Cette portion de l’autoroute 30 est d’ailleurs bien connue pour ses multiples problèmes lors des épisodes de gel et de dégel. Hanna Horbanova, espère que personne d’autre ne vivra le même drame.

« Je voudrais que les autoroutes soient mieux faites. Les gens roulent à 100-120 km/h et à cette vitesse, il faut qu’elles soient en parfaites conditions. »

Un deuil éprouvant pour la famille

En plus de vivre le deuil de son mari, Hanna Horbanova a dû faire face à plusieurs épreuves pour espérer poursuivre son rêve de s’installer au Québec.

Comme les membres de la famille avaient pu immigrer grâce au visa de travailleur du défunt, ils ont perdu leur couverture d’assurance-maladie. Mme Horbanova a dû rapidement contracter une assurance privée à 900 $ pour trois mois.

Même si elle a reçu une indemnisation de la Société de l’assurance automobile du Québec, elle n’a pas droit à l’aide sociale. Elle doit donc se trouver un emploi, mais comme elle ne maîtrise pas encore le français, c’est un obstacle. Elle craint d’ailleurs de devoir retourner dans son pays au mois de janvier à la fin de ses cours de francisation.

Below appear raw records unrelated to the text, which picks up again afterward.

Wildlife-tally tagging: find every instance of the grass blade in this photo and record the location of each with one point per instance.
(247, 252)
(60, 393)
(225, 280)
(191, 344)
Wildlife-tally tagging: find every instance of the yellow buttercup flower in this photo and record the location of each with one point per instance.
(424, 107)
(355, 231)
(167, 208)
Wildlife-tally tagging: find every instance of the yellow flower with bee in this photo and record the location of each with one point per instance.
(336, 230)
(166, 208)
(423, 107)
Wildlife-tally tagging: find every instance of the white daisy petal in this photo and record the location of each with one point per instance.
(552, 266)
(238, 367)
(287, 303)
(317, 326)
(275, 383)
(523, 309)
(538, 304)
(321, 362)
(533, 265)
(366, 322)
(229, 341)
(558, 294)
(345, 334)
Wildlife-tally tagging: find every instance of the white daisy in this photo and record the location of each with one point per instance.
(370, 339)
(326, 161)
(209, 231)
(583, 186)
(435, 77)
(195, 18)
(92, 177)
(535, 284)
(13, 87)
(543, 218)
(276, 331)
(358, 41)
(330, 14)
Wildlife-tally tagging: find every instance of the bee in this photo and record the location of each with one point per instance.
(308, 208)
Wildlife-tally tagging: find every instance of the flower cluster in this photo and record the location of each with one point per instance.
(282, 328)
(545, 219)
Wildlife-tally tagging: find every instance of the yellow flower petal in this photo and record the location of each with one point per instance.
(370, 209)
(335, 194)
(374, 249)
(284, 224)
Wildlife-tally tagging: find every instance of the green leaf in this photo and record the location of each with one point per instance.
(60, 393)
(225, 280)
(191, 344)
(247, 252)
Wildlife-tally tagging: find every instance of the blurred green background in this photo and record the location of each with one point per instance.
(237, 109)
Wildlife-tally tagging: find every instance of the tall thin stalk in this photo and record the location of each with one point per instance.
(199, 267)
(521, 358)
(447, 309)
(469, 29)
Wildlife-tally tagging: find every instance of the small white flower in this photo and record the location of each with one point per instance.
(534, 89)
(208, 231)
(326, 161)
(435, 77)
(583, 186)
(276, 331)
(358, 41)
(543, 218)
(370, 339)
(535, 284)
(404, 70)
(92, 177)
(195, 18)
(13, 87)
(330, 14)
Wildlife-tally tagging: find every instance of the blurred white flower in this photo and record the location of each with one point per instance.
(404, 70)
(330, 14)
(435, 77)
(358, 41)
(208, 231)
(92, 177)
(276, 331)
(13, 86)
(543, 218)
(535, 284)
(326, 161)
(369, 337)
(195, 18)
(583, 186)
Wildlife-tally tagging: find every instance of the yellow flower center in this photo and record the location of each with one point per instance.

« Je me sens très mal. La seule chose qui me tient debout, ce sont les enfants. Je veux rester ici pour les élever. C’est très difficile », dit-elle.

De l’aide

La jeune femme a reçu l’aide de plusieurs personnes. Entre autres d’une préposée aux bénéficiaires de l’hôpital où son mari a rendu l’âme. Cette dernière, aussi originaire d’Ukraine, lui sert d’interprète depuis l’accident, en attendant qu’elle ait complété ses cours de francisation.

Elle a également été appuyée par l’employeur de son mari, CNC Tracy, qui lui permet de conserver le loyer fourni par l’entreprise à un prix abordable.

Finalement, une collecte de fonds a été lancée sur le site internet GoFundMe, pour l’aider à rembourser certaines dépenses pour la famille et les funérailles.